Mark Bittman offered up this recipe in a “Minimalist” column from 2010. He called this a pantry-raid pasta dish, though I can’t say I know very many people who consider sardines a pantry staple. Still, I love the combination of the toasty breadcrumbs, meaty sardines, fragrant lemon zest and briny capers–all tossed with al dente pasta. This Italian-style preparation makes the sardines approachable to even tentative palates, and the resulting dish has an unctuous saltiness that doesn’t weigh you down too much. So please just give ‘dines a chance. They deserve a permanent place in every pantry.

Pasta with sardines, capers and breadcrumbs

    1/4 cup extra virgin olive oil, divided
    1/3 cup unseasoned breadcrumbs
    1 small onion, chopped finely
    Salt and pepper, to taste
    1 box spaghetti or fettuccine
    Zest of 1 lemon
    Scant 2 tablespoons capers, drained
    1 can sardines, packed in olive oil
    1/3 cup fresh parsley, roughly chopped (save a few handfuls for garnish)

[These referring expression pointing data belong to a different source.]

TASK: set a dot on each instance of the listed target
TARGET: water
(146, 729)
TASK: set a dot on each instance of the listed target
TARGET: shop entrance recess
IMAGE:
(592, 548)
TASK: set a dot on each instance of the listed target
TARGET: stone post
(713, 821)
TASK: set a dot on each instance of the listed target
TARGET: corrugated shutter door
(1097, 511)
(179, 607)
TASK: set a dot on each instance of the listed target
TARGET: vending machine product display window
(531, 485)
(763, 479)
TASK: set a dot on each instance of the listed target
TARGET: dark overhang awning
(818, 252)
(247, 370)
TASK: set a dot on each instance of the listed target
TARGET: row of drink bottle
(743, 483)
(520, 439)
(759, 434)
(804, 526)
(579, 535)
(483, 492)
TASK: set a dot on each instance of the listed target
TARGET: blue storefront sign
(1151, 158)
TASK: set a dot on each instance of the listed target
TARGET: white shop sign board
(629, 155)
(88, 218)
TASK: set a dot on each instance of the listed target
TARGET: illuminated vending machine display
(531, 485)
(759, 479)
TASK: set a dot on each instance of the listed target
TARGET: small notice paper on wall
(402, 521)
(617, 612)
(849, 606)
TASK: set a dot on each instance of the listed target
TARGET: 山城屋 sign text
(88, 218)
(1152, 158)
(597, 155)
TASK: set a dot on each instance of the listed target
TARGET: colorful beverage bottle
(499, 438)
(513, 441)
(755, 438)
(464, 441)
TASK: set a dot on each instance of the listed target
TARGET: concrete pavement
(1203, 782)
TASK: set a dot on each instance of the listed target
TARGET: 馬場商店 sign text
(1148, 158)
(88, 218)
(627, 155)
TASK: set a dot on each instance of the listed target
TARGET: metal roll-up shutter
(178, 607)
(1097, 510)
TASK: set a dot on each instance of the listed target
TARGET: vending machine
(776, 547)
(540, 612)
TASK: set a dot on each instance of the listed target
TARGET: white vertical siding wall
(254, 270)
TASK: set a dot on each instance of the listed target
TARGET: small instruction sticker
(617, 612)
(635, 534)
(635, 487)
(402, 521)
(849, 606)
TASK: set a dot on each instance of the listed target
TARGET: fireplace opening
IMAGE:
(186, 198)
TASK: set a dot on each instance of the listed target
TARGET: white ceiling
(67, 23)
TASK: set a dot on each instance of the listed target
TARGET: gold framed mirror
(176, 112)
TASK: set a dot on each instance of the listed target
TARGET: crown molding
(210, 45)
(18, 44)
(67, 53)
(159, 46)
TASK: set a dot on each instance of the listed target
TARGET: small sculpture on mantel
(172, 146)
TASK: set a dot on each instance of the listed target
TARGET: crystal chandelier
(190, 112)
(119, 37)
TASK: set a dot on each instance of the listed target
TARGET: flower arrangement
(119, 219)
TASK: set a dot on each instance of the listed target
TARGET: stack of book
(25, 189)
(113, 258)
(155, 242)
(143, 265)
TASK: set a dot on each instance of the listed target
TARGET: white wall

Method: Bring a large pot of water to a boil and salt it generously. Heat a few tablespoons of olive oil in a large skillet over medium heat. When it’s hot, add the breadcrumbs and cook, tossing frequently, until they are golden and smell toasty, less than 5 minutes. Remove, and set aside. Add the rest of the oil and the onion to the pan, sprinkle with salt and pepper, and sauté about 5 minutes until soft.

Meanwhile, add the pasta to the boiling water and cook until just tender. Drain, saving about 1/2 cup of the cooking liquid. Turn the heat under the onions to medium-high and add the lemon zest, capers and sardines; cook, stirring occasionally, until just heated through, about 2 minutes.

Add the pasta to the sardine mixture, and toss well to combine. Add the parsley, most of the breadcrumbs and a little pasta water, as needed, to moisten. Check for seasoning, and adjust as needed.

Pile the pasta into deep bowls, and garnish with more parsley and breadcrumbs. Serves 4.